Two fighter jets operated by Islamic State militants were shot down by Syria's air force in the north of the country on Tuesday, Information Minister Omran Zoabi said in remarks published on Syria's state news agency SANA.
The report comes after a human rights group claimed last week that ISIS had stolen three warplanes, believed to be MiG-21 and MiG-23 jets, from Syrian army bases, according to Agence France-Presse. But the statements had not been independently verified.
Iraqi pilots, who had trained under former Iraqi President Saddam Hussein and have allegedly joined the terrorist organization, had been providing the jihadists with flying lessons at an air base in Aleppo province, the Britain-based Syrian Observatory for Human Rights said.
While two of the fighter jets had been destroyed, a third one remained at large as the Syrian air force conducted a search on Wednesday, Zoabi said.

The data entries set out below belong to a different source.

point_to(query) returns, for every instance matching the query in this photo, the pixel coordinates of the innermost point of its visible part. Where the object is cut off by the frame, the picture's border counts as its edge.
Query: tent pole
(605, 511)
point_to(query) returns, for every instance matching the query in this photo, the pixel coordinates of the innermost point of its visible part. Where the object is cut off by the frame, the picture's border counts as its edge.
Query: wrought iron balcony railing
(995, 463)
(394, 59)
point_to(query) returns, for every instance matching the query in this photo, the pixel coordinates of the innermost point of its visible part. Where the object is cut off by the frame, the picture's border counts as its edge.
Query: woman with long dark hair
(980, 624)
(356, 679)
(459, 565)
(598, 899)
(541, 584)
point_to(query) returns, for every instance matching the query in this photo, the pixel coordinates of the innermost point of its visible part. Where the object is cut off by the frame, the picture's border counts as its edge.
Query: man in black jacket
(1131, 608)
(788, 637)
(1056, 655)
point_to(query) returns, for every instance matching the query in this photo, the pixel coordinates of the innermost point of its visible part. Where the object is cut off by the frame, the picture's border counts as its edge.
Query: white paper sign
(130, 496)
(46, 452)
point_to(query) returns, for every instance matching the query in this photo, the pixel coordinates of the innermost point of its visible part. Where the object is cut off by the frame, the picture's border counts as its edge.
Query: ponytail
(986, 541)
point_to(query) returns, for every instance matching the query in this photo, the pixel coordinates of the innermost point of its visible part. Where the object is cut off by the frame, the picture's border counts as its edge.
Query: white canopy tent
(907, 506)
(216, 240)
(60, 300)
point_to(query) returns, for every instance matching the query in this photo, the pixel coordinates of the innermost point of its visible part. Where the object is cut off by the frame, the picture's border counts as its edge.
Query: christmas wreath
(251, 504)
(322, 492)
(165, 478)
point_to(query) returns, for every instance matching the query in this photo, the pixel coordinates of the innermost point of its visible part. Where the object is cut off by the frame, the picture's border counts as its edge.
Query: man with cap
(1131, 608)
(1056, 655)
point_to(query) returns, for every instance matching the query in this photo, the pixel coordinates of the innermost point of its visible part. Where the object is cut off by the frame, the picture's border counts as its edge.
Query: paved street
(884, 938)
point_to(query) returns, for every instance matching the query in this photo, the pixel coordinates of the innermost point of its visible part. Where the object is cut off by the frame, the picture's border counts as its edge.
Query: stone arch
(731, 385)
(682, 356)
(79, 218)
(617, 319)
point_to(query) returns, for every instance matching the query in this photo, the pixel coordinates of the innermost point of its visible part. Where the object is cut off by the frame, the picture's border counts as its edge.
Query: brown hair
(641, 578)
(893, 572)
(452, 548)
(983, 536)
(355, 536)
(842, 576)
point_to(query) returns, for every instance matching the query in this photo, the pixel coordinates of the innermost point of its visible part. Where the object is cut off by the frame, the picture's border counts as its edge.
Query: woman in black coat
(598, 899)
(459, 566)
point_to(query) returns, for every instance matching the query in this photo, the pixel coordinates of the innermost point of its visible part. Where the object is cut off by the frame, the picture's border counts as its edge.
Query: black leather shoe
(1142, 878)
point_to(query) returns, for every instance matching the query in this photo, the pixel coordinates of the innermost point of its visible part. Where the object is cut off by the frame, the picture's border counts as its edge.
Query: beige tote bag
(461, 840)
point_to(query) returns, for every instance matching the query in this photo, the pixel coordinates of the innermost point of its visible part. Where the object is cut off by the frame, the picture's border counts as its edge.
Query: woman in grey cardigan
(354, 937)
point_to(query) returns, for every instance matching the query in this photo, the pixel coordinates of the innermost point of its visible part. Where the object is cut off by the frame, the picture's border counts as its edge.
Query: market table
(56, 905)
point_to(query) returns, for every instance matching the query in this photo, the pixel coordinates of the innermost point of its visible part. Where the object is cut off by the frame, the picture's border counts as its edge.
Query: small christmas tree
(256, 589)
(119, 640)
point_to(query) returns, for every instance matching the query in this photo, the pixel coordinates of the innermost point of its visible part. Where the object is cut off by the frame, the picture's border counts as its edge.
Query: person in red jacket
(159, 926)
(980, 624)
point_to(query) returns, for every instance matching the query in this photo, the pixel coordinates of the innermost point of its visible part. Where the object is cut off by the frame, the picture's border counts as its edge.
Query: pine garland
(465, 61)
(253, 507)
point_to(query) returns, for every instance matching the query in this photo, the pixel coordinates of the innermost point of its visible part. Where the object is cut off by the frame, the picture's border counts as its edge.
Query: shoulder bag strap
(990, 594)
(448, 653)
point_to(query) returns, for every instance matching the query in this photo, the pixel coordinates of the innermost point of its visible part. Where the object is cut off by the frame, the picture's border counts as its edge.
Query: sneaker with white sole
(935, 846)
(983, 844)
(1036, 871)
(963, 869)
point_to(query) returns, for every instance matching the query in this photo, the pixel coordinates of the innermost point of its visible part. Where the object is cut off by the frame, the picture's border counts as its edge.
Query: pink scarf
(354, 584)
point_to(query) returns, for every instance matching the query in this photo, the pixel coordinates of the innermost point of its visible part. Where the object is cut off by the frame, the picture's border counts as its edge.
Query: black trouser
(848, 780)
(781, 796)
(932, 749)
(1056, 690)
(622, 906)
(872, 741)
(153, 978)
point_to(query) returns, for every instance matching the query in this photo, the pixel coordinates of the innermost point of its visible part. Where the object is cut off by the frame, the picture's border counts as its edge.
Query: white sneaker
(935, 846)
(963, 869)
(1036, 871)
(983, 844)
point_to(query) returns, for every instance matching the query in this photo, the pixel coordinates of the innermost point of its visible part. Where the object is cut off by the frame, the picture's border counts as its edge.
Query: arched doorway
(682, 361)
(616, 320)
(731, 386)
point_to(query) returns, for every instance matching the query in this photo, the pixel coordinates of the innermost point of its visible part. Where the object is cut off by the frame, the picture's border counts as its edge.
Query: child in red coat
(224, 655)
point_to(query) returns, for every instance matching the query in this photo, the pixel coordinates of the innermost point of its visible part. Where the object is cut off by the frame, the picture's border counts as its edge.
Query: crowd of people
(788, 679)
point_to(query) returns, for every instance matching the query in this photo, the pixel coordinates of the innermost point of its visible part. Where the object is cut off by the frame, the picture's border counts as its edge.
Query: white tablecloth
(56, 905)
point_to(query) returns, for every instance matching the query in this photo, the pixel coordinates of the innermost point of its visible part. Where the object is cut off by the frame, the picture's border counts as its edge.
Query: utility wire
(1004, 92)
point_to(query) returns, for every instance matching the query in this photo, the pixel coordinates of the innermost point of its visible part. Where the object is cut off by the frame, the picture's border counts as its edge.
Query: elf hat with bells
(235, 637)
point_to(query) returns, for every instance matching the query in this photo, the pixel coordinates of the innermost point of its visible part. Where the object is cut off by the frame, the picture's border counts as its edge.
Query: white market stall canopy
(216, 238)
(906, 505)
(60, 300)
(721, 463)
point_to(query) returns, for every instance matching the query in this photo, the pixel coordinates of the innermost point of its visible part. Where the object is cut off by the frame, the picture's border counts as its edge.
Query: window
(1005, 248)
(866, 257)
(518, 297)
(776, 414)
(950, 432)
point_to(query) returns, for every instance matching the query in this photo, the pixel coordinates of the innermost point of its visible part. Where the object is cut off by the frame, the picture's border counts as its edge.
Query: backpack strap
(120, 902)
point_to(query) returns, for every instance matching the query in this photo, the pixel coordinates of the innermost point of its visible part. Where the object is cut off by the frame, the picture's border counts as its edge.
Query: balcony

"The terrorists were flying three old planes but our Syrian Arab Army aircraft immediately took off and destroyed two of them as they were landing in al-Jarrah military air base in Aleppo. The third plane was hidden" by the jihadists, Zoabi said.
"It does not worry us and (the planes) cannot be used," he said, downplaying the threat from the third "unusable" plane.
However, U.S. Central Command said that it was not aware of Islamic State flying jets in Syria, Reuters reported.
"We're not aware of ISIL conducting any flight operations in Syria or elsewhere," Patrick Ryder, a spokesman from Central Command, told the news agency.
Islamic State, which has seized swaths of land in Syria and Iraq, has been battling U.S.-led forces from multiple military bases for weeks by regularly using weaponry captured from the Syrian and Iraqi armies.
"We continue to keep a close eye on ISIL activity in Syria and Iraq and will continue to conduct strikes against their equipment, facilities, fighters and centers of gravity, whatever they may be," Ryder told Reuters.